Tuesday66 · 22/06/2019 11:14

They were in the garden. Yes of course, keep my eye on them!

OP posts:
Pa1oma · 22/06/2019 11:15

I think if she sent an email implying that she was happy to have them all over after the prom, but then, after people had accepted, sent a second mail asking for £70 or something to cover the cost of the marquee, champagne and catering staff, then you might have a point. But £5? Really? Why do you object so much?

BlueSkiesLies · 22/06/2019 11:16

Blueskies, it wasn’t a prom party (that was at a venue) it was an after party, about 2-3 hrs long

Yes I understood that.

But essentially for a fiver you are getting a venue (their house) and drinks and nibbles and zero hassle of setting up, supervising or cleaning.

PolaDeVeboise · 22/06/2019 11:17

As pp's have said, the 'host' is already supplying the venue, party prep and clearance - surely you think 'get in!, I don't have to do it' and happily throw a fiver in the pot?

FWIW, I'm having a fiftieth, everyone is buying their own lunch at a local restaurant, then supplying their own drinks for a party for 70 back at mine. We are supplying 'welcome drinks and laying on a buffet from the local takeaway in the evening. That's how we roll in these parts!

BlueSkiesLies · 22/06/2019 11:18

I’d be quite happy to host

Obviously your children didn’t feel the same way or they would have been bugging you to host the party already.

Honestly. It’s a fiver. You’re not having to do anything. Why do you have to look for the worst in the situation instead of thinking ‘great, I’m sure it will be a fun party’

BlueMerchant · 22/06/2019 11:18

I think £5 a head is great value and I'd be happy for my child to attend the after party hosted by a fellow parent. I think it's a generous offer and a token contribution is what I would expect.
I'd much rather that than a bunch of them going out and trying their luck getting into a local bar/nightclub ( which is the culture around here)after the prom as they don't want the party to end!
I'd probably send a thank you and a bottle for the host after the event too.

Amibeingdaft81 · 22/06/2019 11:22

I’d never offer to host and charge myself

Equally, I would never think negatively of anyone for doing so either

Gatehouse77 · 22/06/2019 11:23

Nope, if we were hosting such an event either we'd pay for it or the kids would organise themselves to bring various elements.

Can't understand why the parents are involved in the organising??

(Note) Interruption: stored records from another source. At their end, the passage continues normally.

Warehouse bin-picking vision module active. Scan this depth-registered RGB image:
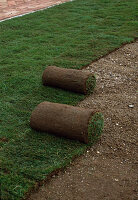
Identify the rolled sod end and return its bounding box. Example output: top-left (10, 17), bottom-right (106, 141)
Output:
top-left (42, 66), bottom-right (96, 94)
top-left (30, 101), bottom-right (103, 144)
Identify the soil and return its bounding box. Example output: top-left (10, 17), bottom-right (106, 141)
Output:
top-left (28, 42), bottom-right (138, 200)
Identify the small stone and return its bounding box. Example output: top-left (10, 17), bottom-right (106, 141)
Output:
top-left (129, 104), bottom-right (134, 108)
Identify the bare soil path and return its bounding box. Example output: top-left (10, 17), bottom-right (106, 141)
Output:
top-left (28, 42), bottom-right (138, 200)
top-left (0, 0), bottom-right (69, 20)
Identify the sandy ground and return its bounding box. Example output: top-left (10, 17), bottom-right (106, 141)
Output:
top-left (28, 42), bottom-right (138, 200)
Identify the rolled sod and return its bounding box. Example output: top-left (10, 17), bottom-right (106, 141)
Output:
top-left (30, 101), bottom-right (103, 143)
top-left (42, 66), bottom-right (96, 94)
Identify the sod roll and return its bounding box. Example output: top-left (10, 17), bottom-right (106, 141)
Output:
top-left (42, 66), bottom-right (96, 94)
top-left (30, 101), bottom-right (103, 143)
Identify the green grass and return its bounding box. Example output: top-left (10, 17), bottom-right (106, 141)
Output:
top-left (0, 0), bottom-right (138, 200)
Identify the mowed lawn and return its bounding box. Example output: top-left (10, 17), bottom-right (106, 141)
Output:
top-left (0, 0), bottom-right (138, 200)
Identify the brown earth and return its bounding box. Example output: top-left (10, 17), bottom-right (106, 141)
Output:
top-left (28, 42), bottom-right (138, 200)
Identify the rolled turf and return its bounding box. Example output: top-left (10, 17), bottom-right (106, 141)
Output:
top-left (42, 66), bottom-right (96, 94)
top-left (30, 102), bottom-right (103, 144)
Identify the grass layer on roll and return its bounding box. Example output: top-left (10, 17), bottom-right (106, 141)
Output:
top-left (0, 0), bottom-right (138, 200)
top-left (86, 75), bottom-right (96, 94)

arethereanyleftatall · 22/06/2019 11:24

Yabu.
I would a million times over rather pay a mere fiver than host.
Even though I've never charged for hosting, I actually think paying the host makes far far more sense, and everyone's social lives would improve if it became the norm. No more getting cross with those who dont reciprocate, no more only hosting only once a year because of the huge costs.
We have one group of friends we do this for for our Xmas do, everyone pays a bit which not only covers the cost of the food, but also a cleaner for afterwards. It actually is completely win win if you can forget about traditional etiquette for a second.

givemesteel · 22/06/2019 11:35

Are you kidding? Yabu.

It is very very very nice of this parent to host, and it's clear that it is a favour to the school and their pupils / parents rather than a social occasion for them.

They will have to spend several hours getting their house ready for the party, buy the nibbles and drinks, allow for the cost of whatever will get inevitably broken and pay their cleaner for several hours of extra work to clean up after.

I highly doubt £5 a head will even cover the cost when you take account of the above.

As mentioned above, I wouldn't even do it even if I was making a decent profit out of it so it is very mean spirited to complain about a tiny £5 cost.